An approachable software engineering student with a background in tech support, charity work, kitchens, and freelance problem-solving — bringing empathy, systems thinking, and a slightly obsessive eye for doing things properly.
Background
Hello Moto
My professional journey began with five years as a Technical Support Agent for Motorola. It was my first real lesson in communication; I learned how to translate dense, technical concepts into plain English for people who did not want a lecture — just a solution that actually worked. In other words, I learned that it’s fine to be clever, but being useful is even better.
Where Empathy Became Practice
After Motorola, I spent time in Ethiopia volunteering with a charity for abandoned children with disabilities. As a community organiser, I helped plan daily routines, kept financial records in order, and supported the relocation and renovation of the charity house. What mattered most to me was showing up with commitment and compassion, simply to help where I could. That experience continues to shape the way I work as an engineer: I stay user-focused, take ownership, and stay motivated by meaningful impact rather than recognition.
The Mise en Place of Code
I later moved into professional kitchens, where I developed a proper appreciation for order, preparation, and efficiency. When I traded the chef’s knife for a keyboard, I kept that same mise en place mindset — because when things get busy, a clean, well-prepared codebase makes all the difference. In practice, that means I value modular code, clear boundaries, and maintainable structure. Basically: fewer surprises, less stress, better outcome.

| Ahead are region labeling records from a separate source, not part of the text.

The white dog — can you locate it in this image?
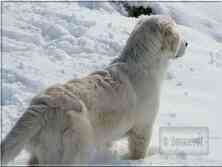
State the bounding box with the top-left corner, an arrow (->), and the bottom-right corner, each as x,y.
1,16 -> 187,164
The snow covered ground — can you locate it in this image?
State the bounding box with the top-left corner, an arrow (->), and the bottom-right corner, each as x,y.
1,2 -> 222,165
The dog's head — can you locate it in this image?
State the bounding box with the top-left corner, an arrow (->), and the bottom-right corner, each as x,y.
135,15 -> 188,59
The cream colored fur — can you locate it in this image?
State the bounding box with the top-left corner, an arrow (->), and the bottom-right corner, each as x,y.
1,16 -> 186,164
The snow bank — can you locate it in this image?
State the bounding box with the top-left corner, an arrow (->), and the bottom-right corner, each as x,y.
2,2 -> 222,165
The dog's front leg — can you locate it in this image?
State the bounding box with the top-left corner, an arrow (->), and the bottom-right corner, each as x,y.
128,126 -> 152,160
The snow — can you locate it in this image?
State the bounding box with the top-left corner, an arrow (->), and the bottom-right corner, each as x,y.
1,2 -> 222,165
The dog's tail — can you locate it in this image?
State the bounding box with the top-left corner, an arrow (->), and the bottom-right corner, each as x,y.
1,105 -> 46,165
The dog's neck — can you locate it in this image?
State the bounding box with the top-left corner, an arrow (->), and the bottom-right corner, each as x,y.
112,42 -> 168,99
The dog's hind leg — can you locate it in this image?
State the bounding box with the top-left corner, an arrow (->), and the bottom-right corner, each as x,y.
28,155 -> 39,167
126,124 -> 152,160
62,111 -> 94,164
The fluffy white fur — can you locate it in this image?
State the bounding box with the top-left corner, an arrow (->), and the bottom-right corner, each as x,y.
1,16 -> 186,164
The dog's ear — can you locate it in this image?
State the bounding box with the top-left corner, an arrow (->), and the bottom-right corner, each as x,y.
161,25 -> 179,52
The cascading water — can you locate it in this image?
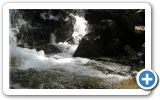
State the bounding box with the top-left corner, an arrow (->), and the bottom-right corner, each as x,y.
10,9 -> 139,88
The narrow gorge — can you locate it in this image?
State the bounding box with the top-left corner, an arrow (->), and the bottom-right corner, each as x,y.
9,9 -> 145,89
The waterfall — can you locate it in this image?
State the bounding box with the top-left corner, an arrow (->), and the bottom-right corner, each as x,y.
72,15 -> 88,45
10,9 -> 134,88
51,14 -> 88,56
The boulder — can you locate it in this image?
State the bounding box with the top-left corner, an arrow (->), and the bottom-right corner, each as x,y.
74,9 -> 145,59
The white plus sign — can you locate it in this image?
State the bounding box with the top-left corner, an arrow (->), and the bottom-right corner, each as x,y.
142,74 -> 152,85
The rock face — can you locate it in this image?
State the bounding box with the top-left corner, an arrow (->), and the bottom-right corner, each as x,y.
74,10 -> 145,62
10,9 -> 75,53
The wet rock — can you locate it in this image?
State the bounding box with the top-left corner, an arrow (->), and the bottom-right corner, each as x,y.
11,9 -> 75,49
74,9 -> 145,63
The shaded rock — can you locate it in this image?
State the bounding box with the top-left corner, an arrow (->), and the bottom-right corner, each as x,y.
74,9 -> 145,62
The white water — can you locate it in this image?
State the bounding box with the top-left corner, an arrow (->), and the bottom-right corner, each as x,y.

Engineering Beyond the Brief
I do not just meet briefs — I like to give them a bit of a workout. My current academic performance, averaging over 80%, reflects how seriously I take the details.
The Scythe Project: When I was given a simple CMD terminal game brief, I took the scenic route and spent 300+ hours building a terminal-based version of Scythe board game. That meant creating a custom rendering system and a modular architecture spread across 160+ files. It’s not about showing off — it’s about learning and pushing myself to see how far I can go.
Efficiency Under Pressure: I may prefer modern frameworks like React, but I still respect the fundamentals. When challenged to build a full-stack PHP/SQL/Vanilla JS site, I delivered the whole thing — including server-side validation — in just 5 days.
The Street-Level Hustle
I also work part-time as a rickshaw rider in Edinburgh, which keeps me sharp in the best possible way. It is a crash course in reading people fast, understanding what they need, and delivering the kind of service that leaves them happy — and usually a bit more generous than they planned. It keeps me fit too, which is a decent bonus when your job is basically getting paid to do cardio and talk to people.
The Next Milestone: Industry Placement
My goal now is to bridge the gap between my freelance background and enterprise-level engineering. I am looking for a one-year industry placement where I can contribute to a real codebase while learning from experienced engineers.
I bring a mix of technical grit, empathy, and systems thinking — shaped by CodeClan, Napier, tech support, freelancing, and high-pressure real-world work.
I am an approachable developer who likes building things that work well and mean something. The stack may change, but the goal stays the same: pick a target, stay focused, and get it done.